![]() |
Rumah Tongkonan Pa'tandukan (tengah). Disamping kiri-kanannya, rumah Rumpun Keluarga Ne' Kua-Ne' Limbong dan rumah Rumpun Keluarga Banto Paselle'. (dok.60menit) |
60Menit.co.id, Jakarta | Saling klaim sebagai pemilik Tongkonan Pa’tandukan di Tantanan Tallunglipu, Toraja Utara, antara Keluarga Alm. Ne’ Kua-Ne’ Limbong versus Keluarga Alm. Banto Paselle’ terus terjadi. Pihak Ne’ Kua-Ne’ Limbong yang diwakili pemangku adat setempat, Petrus Pangalinan, mengaku heran atas putusan hukum eksekusi yang lebih menguntungkan pihak Banto Paselle itu.

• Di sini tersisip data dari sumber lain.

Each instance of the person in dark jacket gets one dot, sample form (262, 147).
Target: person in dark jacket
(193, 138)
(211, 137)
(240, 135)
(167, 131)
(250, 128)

“Mereka pendatang kok kami yang mau digusur dari Tongkonan,” ujar Petrus Pangalinan yang juga Hakim Adat Pendamai Tantanan Tallunglipu. Petrus adalah salah seorang yang lahir dari Tongkonan Pa’tandukan yang dibangun oleh Ne’ Kua-Ne’ Limbong.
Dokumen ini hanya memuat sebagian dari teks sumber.